Wednesday, August 21, 2013

PA/Sociology Program Welcomes New Faculty Members

Please join us in welcoming three new faculty members to our program this fall. And be sure to check this blog in the coming days as we feature each one of them in articles designed to help you get to know them better.

Evgenia Gorina, an Assistant Professor of Public Affairs, joins us from Arizona State University. She studies public finance and budgeting and is particularly interested in tax policy, fiscal rules, and institutions. Evgenia’s dissertation explores dimensions of local government fiscal sustainability, focusing on pension liability funding, debt burdens, and budgetary balance. Her recent coauthored paper in Public Budgeting and Finance examines effects of tax and expenditure limitations and the form of government on local finance. Evgenia’s secondary focus, shaped by her past work at the Center for Population Dynamics at Arizona State, includes internal and international migration. 

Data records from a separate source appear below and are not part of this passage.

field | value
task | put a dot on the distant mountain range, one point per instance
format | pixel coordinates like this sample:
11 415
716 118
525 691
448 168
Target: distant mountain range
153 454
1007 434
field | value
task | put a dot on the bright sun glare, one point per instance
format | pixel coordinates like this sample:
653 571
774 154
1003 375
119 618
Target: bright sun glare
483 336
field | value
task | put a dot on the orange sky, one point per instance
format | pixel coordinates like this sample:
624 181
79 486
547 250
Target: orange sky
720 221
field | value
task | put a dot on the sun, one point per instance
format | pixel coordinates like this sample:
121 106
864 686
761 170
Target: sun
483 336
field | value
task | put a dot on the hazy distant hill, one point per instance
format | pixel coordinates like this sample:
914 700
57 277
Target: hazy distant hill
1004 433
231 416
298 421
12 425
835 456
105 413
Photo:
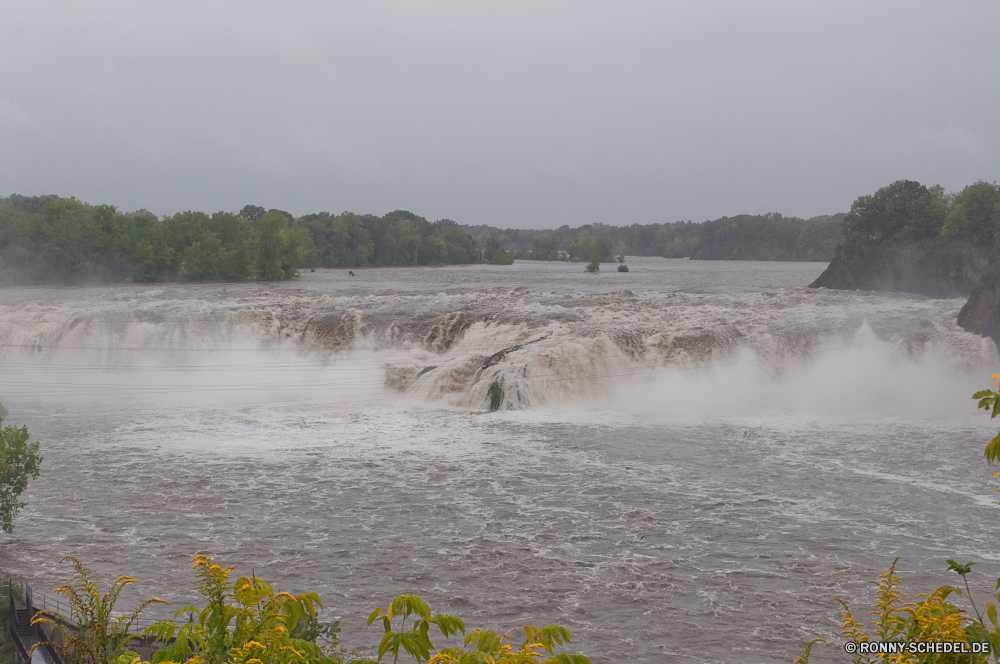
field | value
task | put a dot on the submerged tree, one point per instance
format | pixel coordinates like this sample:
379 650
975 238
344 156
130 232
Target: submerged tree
19 462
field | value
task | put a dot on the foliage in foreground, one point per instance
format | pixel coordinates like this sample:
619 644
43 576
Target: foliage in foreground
245 621
480 646
99 636
19 463
933 618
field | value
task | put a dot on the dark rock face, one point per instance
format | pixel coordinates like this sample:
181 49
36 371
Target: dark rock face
981 314
951 269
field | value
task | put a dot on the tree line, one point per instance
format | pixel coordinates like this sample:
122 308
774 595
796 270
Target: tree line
742 237
48 239
908 210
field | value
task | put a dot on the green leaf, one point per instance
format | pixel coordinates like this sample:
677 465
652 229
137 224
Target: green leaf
959 569
992 452
384 645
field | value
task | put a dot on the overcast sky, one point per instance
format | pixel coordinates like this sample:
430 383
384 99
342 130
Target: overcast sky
525 114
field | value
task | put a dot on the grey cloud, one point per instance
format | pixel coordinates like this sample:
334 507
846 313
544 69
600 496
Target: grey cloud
525 114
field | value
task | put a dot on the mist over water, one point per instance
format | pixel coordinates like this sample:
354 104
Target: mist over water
704 453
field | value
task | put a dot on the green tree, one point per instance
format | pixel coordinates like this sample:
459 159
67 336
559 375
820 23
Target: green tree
902 210
976 214
545 248
19 463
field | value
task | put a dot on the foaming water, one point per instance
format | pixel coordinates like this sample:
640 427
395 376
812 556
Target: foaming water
687 467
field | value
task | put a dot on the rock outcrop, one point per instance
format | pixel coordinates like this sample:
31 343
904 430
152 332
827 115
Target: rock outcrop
950 269
981 314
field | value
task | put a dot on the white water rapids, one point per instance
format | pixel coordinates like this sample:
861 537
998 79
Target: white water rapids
693 464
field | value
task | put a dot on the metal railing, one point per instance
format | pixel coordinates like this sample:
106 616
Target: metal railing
35 601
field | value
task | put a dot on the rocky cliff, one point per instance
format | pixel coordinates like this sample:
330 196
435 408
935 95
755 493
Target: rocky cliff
981 314
949 269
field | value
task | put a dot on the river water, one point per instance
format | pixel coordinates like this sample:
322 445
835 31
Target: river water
690 464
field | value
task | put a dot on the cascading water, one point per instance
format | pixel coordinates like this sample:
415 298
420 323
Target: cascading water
689 461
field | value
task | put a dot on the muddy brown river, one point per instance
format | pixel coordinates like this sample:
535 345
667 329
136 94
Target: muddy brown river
690 464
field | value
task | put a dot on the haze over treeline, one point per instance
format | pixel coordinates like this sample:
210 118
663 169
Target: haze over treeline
48 239
526 114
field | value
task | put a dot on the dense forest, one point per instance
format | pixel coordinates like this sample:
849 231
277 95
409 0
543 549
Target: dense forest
908 210
47 239
769 237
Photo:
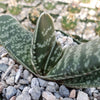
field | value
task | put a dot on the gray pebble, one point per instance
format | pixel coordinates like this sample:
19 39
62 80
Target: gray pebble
10 80
48 96
25 74
42 82
34 82
21 87
18 74
23 81
18 92
63 91
35 92
67 99
53 84
51 88
24 96
10 91
26 89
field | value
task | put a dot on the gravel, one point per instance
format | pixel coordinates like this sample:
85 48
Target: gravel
17 83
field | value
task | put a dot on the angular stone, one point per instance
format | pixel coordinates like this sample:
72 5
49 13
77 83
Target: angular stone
13 98
82 96
63 91
10 91
10 80
34 82
48 96
35 92
42 82
72 93
24 96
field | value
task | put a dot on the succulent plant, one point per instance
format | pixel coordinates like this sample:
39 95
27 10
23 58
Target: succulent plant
49 5
34 15
75 66
15 10
69 22
74 8
29 1
85 1
97 29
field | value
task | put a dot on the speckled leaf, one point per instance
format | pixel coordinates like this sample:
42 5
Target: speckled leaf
45 51
16 40
89 80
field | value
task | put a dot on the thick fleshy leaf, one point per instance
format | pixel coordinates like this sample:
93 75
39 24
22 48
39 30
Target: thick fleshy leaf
16 40
77 61
91 80
44 44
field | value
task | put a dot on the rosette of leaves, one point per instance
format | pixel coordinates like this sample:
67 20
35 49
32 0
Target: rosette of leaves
15 10
75 66
73 8
49 5
69 22
34 15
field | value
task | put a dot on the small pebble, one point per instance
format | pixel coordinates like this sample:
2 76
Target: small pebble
26 89
4 60
3 67
48 96
51 88
72 94
35 92
10 80
67 99
24 96
23 81
18 92
18 74
43 83
82 96
34 82
63 91
57 95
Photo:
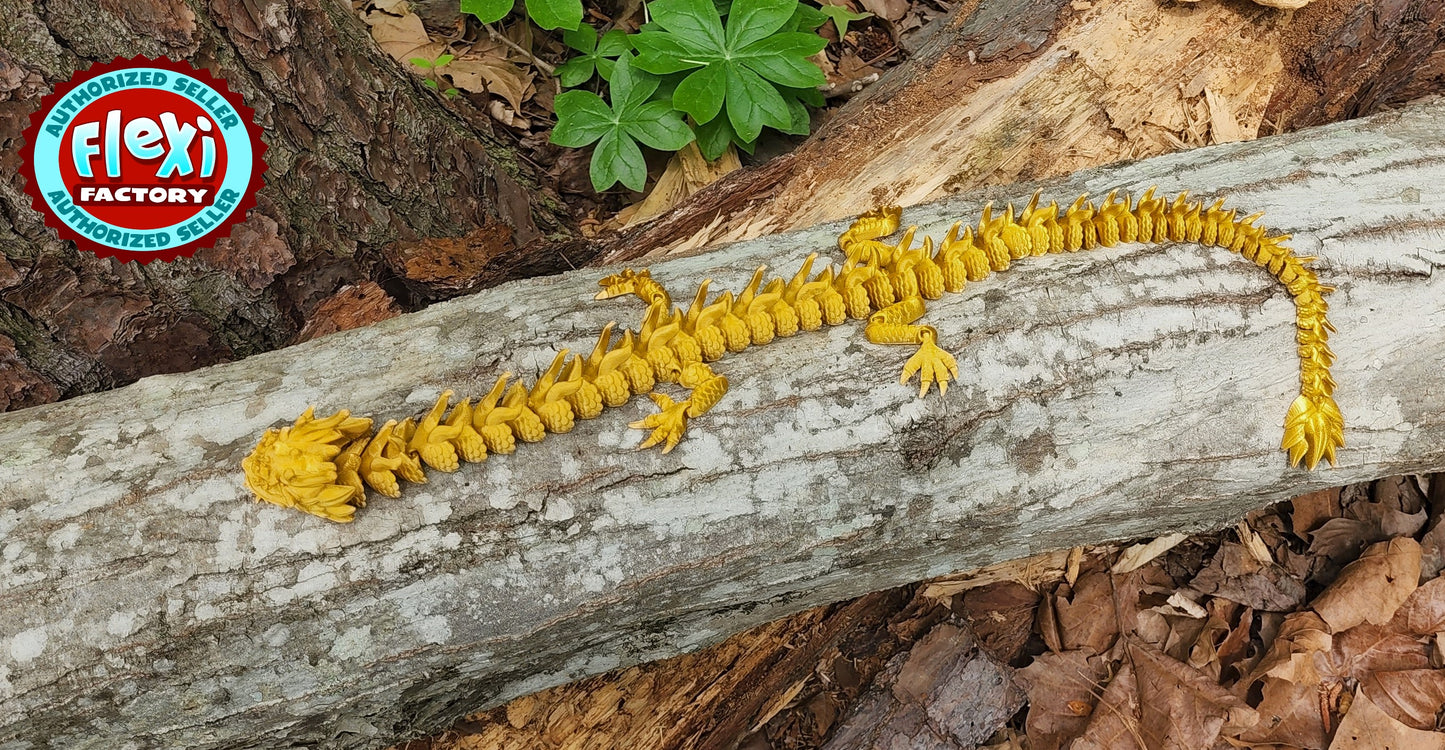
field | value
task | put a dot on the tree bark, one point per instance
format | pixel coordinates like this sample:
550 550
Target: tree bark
370 175
1015 90
1103 395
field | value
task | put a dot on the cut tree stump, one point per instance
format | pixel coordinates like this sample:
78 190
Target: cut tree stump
1103 395
1013 90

James Harrington, an Assistant Professor of Public Affairs, joins us from the Truman School of Public Affairs at the University of Missouri. He primarily studies issues related to performance management, performance data usage, policy evaluation, and education governance. His research has appeared in journals such as American Politics Research and American Journal of Education. Professor Harrington is currently working on several projects examining the dynamics of performance data usage in public agencies.




Nicholas Vargas is a new Assistant Professor of Sociology. His research focuses on status distinctions that operate as bases of social inequality and social inclusion/exclusion comprising race and ethnicity, immigration status, and religion. He is currently researching issues related to racial contestation, the experience whereby one’s personal racial identity does not match how they are perceived racially by others. Vargas’ peer-reviewed research has appeared in journals including Ethnic and Racial Studies, Social Science Research, Sociological Perspectives, and Sociology of Religion, among others. His research on religion and non-religion in the United States has received multiple awards from the American Sociological Association including the religion section’s “Most Distinguished Article” award with colleague Matthew Loveland.